For a country with a love of the laissez-faire, there has been a fair amount of head shaking from the Australians about him. He was asked by one of his compatriots in a press conference on Friday how he felt about the bad reputation he was developing back home. Get stuffed, he replied in so many words.

Only the Australians can tell us if Kyrgios fatigue sets in eventually, but there have been depths to the personality we have seen. His remarkably good grace when an opponent performs – “Yep. Serve,” he offered in the depths of a tie-break in the first round against Diego Schwartzman; “Yep. Good point” and “Yeah, man,” tapping his racket strings in appreciation – deconstructs the notion that it is all bad.

When John McEnroe blew up the way Kyrgios now does he had an outlet: a perceived injustice about the line calls which he railed against. The problem with video technology for a player like Kyrgios, in an age like this, is that there can be nothing to turn the heater on. Protestations about chalk dust cannot exist. The anger turns in on a player and burns a hole in his mind. The job for Tennis Australia is to find a way of making this player focus that sentiment on winning, rather than letting it eat him alive.

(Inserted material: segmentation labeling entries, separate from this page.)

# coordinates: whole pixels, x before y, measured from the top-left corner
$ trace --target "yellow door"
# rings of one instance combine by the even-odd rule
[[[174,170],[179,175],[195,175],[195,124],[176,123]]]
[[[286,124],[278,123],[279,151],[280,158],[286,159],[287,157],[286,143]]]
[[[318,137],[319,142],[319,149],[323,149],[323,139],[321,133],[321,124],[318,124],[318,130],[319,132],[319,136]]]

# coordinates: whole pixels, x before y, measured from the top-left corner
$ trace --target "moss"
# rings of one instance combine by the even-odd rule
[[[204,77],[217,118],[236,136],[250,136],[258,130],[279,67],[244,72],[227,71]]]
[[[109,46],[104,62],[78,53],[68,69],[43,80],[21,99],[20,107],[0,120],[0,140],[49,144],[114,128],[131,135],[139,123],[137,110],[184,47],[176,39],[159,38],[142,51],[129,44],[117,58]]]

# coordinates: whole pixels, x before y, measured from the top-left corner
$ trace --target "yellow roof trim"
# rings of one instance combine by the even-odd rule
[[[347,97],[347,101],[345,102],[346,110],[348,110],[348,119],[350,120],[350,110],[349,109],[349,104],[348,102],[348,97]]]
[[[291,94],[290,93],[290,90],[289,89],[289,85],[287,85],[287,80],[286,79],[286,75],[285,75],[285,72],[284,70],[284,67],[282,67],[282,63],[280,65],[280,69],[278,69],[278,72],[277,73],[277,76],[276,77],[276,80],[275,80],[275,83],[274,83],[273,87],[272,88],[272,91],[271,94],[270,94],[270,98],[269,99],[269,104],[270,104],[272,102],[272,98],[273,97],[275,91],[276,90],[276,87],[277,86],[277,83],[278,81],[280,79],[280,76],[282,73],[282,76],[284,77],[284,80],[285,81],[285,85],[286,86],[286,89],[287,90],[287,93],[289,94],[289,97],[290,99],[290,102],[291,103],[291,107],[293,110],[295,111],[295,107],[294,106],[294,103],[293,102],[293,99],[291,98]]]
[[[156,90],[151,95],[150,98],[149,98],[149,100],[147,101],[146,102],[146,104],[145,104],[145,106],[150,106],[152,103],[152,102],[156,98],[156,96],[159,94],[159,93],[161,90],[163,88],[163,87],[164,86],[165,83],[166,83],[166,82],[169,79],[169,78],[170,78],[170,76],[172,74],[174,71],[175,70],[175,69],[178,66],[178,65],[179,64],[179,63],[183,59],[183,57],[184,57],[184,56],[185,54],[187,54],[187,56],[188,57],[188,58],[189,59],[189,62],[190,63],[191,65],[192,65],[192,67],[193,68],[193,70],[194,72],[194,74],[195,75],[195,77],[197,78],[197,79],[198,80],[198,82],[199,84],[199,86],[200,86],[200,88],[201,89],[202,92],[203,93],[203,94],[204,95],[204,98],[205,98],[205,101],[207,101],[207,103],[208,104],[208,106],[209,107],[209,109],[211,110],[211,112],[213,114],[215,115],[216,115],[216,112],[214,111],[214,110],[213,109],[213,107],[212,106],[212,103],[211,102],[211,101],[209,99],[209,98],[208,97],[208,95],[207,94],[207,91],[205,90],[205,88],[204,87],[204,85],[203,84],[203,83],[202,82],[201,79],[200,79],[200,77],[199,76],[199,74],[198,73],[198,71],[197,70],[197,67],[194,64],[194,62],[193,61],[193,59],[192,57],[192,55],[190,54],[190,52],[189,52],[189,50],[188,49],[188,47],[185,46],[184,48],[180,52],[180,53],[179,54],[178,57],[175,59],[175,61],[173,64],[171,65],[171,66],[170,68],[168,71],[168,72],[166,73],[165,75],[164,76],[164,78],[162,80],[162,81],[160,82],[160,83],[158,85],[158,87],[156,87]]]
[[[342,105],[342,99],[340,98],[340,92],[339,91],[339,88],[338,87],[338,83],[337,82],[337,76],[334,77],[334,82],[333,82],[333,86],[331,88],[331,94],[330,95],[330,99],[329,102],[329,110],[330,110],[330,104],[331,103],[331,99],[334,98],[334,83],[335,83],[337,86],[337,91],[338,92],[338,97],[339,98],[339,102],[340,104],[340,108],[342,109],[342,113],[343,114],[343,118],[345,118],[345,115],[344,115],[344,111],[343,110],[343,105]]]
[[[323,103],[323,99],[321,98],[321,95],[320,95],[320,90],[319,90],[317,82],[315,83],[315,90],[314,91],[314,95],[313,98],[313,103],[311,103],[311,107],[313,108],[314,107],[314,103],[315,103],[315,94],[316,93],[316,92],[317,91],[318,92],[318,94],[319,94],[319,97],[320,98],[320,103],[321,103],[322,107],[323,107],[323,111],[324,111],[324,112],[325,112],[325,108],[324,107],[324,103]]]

At present, it’s making him hate tennis, the way that compatriot Pat Cash did before someone put his head straight.

Kyrgios leaves behind the impression that he is more likely to crash and burn than fulfil his reputation as the brightest new prospect. Giving up a game, as he did here, is a long way from the ultra-competitive McEnroe, who could never have brought himself to do that. But tennis is sanitised, serious and safe. It needs personality to broaden its popular appeal. Those qualities can carry brashness and bad behaviour in tow. You can’t switch them off like a light.